Sunday, January 16, 2011

"Today I saw" by Olav H. Hauge

Slightly related to the previous post of leaves and daily life is this poem by Olav H. Hauge; wry, simple and almost short enough to take in at one glance.

Today I saw

Today I saw
two moons,
one new
and one old.
I have a lot of faith in the new moon.
But it's probably just the old.

***

In the original Norwegian:


I dag såg eg

I dag såg eg
tvo månar,
ein ny
og ein gamal.
Eg har stor tru på nymånen.
Men det er vel den gamle.

***

The reason I linked this poem with leaves is that one of the collections of translated poems is called Leaf-huts and Snow Houses (translated by Robin Fulton).

Anyway, this poem is, as mentioned, short and simple. But still quite fun and appealing. And to me it feels like the joining of the short, straighforward and tough style of the Nordic sagas, combined with the Japanese or Eastern style of putting as few words to a phenomenon as possible.

Of course, this poem is also called modernist. By the young Norwegian poets at the time (60's and 70's, I guess) this was viewed as one of Hauge's "concretist" poems, part of the most modern poetry in those days. Which again takes us back to the topic of time: Ancient Eastern, Viking age saga or modernist/concretist poem. All can be ascribed to the same few lines.

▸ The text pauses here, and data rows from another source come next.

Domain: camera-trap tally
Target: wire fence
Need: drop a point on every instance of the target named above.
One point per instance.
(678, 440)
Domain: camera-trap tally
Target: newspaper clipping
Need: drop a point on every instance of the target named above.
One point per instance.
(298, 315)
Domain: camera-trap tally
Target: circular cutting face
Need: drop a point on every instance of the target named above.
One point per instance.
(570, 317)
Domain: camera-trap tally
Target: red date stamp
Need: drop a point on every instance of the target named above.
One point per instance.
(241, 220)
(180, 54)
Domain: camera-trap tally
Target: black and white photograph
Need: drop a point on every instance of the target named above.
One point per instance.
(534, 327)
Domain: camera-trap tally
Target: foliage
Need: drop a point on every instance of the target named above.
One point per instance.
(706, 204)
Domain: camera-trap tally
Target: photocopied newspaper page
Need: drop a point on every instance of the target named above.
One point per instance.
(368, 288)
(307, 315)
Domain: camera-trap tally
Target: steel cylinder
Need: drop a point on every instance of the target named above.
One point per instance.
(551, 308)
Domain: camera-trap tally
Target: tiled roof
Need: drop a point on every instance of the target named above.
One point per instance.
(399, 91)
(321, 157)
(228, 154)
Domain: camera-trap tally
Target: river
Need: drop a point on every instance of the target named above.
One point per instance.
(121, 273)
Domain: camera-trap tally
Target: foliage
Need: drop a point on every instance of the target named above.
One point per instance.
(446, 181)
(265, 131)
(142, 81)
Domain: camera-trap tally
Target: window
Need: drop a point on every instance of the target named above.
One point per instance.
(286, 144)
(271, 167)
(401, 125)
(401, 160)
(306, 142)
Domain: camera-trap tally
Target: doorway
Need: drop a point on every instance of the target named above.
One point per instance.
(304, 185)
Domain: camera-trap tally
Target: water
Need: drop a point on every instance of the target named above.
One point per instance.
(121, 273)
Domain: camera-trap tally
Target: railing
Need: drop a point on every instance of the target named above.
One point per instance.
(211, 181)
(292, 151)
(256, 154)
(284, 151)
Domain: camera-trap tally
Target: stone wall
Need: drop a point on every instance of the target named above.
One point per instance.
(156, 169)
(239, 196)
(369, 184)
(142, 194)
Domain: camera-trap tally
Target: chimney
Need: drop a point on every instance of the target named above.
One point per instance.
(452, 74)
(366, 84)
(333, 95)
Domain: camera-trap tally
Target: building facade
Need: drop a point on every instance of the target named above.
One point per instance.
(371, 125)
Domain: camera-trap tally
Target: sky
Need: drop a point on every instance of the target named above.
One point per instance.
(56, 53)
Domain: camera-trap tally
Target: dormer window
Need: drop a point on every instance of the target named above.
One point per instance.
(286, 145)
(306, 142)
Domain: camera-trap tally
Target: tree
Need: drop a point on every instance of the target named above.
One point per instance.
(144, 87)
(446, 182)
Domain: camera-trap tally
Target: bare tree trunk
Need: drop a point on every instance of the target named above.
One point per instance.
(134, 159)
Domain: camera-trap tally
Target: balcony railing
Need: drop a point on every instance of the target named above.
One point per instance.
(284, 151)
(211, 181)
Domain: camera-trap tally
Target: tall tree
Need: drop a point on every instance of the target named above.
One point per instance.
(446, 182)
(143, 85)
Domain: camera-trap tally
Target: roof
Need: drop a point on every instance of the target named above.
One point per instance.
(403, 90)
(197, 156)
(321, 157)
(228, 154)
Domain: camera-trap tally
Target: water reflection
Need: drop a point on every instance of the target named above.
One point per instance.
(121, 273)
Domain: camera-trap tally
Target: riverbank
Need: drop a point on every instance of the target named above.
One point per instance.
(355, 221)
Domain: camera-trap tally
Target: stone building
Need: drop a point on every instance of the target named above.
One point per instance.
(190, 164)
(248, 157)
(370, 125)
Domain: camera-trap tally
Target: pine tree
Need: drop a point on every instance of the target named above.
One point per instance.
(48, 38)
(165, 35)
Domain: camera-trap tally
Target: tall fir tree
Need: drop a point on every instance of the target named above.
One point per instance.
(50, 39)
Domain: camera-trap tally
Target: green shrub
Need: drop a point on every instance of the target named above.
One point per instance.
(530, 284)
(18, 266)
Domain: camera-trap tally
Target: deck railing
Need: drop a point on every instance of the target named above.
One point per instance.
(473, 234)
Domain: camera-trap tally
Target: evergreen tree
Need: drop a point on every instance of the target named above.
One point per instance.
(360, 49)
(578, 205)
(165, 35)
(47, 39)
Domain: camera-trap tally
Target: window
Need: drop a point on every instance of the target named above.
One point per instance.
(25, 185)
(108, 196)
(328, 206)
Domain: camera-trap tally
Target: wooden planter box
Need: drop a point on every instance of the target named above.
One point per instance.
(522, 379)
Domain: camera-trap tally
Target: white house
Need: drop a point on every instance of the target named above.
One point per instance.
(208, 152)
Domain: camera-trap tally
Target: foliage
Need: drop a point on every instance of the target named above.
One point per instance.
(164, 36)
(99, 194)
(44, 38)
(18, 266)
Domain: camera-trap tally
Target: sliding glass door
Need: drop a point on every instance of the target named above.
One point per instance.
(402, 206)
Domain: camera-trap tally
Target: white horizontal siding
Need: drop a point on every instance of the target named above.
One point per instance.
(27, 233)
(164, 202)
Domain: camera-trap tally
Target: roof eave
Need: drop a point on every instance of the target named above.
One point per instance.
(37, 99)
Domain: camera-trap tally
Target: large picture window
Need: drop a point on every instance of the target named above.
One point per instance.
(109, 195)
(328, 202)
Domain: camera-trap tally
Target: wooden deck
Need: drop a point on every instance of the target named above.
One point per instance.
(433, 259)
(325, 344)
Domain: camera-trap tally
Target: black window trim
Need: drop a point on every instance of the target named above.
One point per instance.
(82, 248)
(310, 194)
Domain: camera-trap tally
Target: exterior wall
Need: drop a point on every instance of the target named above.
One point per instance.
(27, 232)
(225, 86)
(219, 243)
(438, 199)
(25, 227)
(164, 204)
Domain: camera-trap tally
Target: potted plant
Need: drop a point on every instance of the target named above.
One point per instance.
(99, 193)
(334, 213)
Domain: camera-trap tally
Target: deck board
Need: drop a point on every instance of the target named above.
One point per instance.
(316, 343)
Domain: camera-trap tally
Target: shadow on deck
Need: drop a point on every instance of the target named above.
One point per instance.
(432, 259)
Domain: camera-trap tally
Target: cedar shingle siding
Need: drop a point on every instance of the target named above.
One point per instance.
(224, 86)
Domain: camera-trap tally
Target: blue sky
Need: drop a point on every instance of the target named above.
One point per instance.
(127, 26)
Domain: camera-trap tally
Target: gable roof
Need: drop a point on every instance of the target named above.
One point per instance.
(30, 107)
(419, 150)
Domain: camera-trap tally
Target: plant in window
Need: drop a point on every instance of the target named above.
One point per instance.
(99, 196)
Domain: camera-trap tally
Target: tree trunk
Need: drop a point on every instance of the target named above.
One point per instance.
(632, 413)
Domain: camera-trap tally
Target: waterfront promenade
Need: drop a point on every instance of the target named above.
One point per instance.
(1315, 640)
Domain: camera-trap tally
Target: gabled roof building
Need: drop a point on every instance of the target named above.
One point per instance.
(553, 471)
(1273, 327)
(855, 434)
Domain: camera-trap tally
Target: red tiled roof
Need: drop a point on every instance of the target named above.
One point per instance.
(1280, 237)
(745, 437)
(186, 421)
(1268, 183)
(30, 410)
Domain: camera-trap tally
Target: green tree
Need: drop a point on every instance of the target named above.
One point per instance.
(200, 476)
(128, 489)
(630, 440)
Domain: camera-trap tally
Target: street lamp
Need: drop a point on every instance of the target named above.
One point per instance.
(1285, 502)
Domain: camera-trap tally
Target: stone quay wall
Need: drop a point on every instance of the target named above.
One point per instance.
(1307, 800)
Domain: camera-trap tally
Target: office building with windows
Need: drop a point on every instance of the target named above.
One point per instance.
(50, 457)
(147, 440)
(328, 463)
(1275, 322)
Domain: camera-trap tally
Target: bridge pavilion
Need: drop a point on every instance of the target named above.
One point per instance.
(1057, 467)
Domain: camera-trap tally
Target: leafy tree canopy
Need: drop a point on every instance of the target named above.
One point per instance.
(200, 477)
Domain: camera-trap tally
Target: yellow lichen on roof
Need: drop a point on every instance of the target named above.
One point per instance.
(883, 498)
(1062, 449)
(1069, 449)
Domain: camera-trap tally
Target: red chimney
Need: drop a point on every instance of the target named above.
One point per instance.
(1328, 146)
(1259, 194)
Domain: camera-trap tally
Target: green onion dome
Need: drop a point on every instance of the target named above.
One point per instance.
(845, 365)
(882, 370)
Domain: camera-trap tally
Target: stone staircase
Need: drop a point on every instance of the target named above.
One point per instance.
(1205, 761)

I suspect the well-read Hauge himself found this, secretly, to be quite amusing.

1 comment:

Lyle Daggett said...

I'm fascinated by what you say here about the joining of the "short, straightforward and tough style" of the Nordic sagas and the Japanese style of using as few words as possible. It wouldn't have occurred to me, but I can hear it in the poem, now that you say it.

And not just this particular poem, but much of Hauge's work. I don't know Norwegian, really, though it's similar enough to English in some respects that I can somewhat puzzle through it, where there's an English translation to compare with.

Also, similar enough that something of the sound texture of the Norwegian seems to me to carry over, a little, into the English translation.

Some years back -- it would have been 1991 -- I read Brennu-Njals Saga in translation. I've never seen the original, and can't comment on the quality of the translation as such (1969 Penguin Books edition, translated by Magnusson and Palsson), though I found it absolutely riveting.

That year we had an early heavy snowstorm (I live in Minneapolis, where the winters are formidable) -- 29 inches of snow on October 30 and 31. The second day of the snow most of Minneapolis and St. Paul shut down for the day, however I worked at the time at an "essential service" kind of job, and took the bus to work in St. Paul and then back. I was in the middle of reading Njal's Saga at the time, and I became so immersed in the book during the bus ride home that the blizzard outside just became a kind of "background music" for the epic story.

Each in their way, I think, Japanese poetry and the sagas offer good examples of how it's possible to suggest at least as much with silence as one might say with words.